2015-04-02

Dollar Bull Is Deflation

The most common misconception about the U.S. dollar bull market is that the dollar is somehow inherently strong. It is not, but that doesn't mean it won't continue to scale ever greater heights as debt is repaid or defaulted upon.

SCMP: US dollar owes its strength to one simple thing: the world's need to repay a mountain of debt
But the absolute level of global dollar-denominated debt is less important than the fact that the stock of debt is growing as a percentage of world gross domestic product. The debt is arguably becoming more burdensome.

World debt had risen to above 210 per cent of global GDP in 2013, up from some 180 per cent in 2008, according to August's Geneva Report on the World Economy.

In truth, the world may well have borrowed beyond what it can easily afford to repay, and what it owes, it mainly owes in dollars.

"Most central bankers know that our economies do not face a liquidity problem but a solvency problem linked to excessive debt accumulation," said William White, chairman of the economic and development review committee of the OECD, in a recent interview.

Central banks, with the US Federal Reserve at the forefront, addressed liquidity problems at the start of the global financial crisis in 2008, when the collapse of Lehman Brothers triggered a seizure in the world's financial markets, by pumping money into the system, providing cheap and plentiful funds over the following years.
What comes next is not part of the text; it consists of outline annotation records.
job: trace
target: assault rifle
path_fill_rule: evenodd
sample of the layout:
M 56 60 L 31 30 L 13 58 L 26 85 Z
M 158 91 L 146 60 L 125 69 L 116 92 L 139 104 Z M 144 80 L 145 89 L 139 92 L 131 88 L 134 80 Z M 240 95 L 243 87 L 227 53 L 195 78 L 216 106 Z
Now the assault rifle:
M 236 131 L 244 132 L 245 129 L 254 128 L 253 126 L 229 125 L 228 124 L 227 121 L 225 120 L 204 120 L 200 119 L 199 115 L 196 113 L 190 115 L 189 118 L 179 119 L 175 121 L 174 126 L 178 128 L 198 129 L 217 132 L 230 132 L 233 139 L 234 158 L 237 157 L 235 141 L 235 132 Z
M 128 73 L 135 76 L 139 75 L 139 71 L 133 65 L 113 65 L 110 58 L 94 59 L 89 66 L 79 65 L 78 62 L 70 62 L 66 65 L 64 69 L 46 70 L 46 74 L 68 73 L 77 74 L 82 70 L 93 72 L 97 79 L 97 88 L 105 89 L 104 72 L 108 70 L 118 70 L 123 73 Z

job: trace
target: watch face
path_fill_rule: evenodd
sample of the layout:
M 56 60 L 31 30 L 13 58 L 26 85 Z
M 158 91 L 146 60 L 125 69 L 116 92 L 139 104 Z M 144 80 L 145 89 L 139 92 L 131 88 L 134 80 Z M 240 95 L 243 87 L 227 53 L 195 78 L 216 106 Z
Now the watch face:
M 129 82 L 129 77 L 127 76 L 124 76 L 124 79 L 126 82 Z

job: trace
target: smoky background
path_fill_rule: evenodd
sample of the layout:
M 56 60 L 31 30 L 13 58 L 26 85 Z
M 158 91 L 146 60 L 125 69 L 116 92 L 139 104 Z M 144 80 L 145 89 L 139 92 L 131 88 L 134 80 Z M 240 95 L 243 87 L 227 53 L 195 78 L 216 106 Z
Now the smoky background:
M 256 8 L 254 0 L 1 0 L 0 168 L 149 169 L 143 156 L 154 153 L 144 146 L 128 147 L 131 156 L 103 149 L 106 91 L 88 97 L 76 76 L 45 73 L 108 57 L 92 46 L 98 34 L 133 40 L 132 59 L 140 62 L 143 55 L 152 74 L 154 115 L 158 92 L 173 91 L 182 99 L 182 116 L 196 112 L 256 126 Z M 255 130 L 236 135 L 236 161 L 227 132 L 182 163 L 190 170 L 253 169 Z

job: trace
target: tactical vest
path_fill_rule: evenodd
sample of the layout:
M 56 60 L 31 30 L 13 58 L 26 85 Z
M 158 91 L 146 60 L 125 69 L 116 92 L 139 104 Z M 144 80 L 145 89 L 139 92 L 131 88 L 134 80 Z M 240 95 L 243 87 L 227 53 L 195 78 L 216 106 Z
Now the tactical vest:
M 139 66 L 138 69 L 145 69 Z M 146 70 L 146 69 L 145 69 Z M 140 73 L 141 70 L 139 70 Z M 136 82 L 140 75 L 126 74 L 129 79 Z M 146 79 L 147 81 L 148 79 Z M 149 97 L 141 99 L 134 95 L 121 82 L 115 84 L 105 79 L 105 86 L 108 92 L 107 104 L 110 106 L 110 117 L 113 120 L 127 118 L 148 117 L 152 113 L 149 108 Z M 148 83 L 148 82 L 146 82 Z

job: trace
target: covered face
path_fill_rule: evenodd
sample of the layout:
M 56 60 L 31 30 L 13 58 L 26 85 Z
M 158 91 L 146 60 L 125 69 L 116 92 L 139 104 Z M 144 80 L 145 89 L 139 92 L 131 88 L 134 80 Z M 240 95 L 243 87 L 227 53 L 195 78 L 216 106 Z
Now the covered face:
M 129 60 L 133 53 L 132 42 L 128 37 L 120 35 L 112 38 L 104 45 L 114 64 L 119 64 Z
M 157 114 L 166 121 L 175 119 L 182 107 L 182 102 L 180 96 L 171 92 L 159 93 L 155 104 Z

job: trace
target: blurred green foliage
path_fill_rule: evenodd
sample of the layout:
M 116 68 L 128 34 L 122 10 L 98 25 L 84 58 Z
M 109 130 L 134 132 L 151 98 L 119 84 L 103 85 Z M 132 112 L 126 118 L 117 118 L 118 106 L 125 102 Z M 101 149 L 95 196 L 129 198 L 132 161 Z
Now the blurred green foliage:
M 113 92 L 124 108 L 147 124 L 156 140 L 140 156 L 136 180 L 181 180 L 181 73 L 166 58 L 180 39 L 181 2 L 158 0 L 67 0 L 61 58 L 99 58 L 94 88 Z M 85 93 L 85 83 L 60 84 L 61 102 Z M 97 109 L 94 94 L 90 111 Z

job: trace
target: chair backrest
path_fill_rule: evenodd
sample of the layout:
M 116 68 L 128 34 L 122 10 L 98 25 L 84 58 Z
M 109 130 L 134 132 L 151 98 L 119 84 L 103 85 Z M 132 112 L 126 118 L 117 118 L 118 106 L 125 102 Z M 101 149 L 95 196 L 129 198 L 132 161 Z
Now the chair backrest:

But the availability of cheap dollars may have resulted in dollar-denominated debt-financed investment decisions which now seem less economically well-grounded.
Money supply is made up of money and credit. The growth of U.S. dollar credit is the inflation; the repayment of debt is deflation. During the dollar inflation in the 2000s, the U.S. dollar declined. In the credit inflation post-2008, the U.S. dollar did not decline versus the developed market currencies at all (U.S. Dollar Index) and it didn't fall very far versus emerging market currencies. This round of deflation and U.S. dollar appreciation is starting from a higher level of total credit and a higher initial U.S. dollar level. The final U.S. Dollar Index reading at the end of this cycle will be far above current market expectations.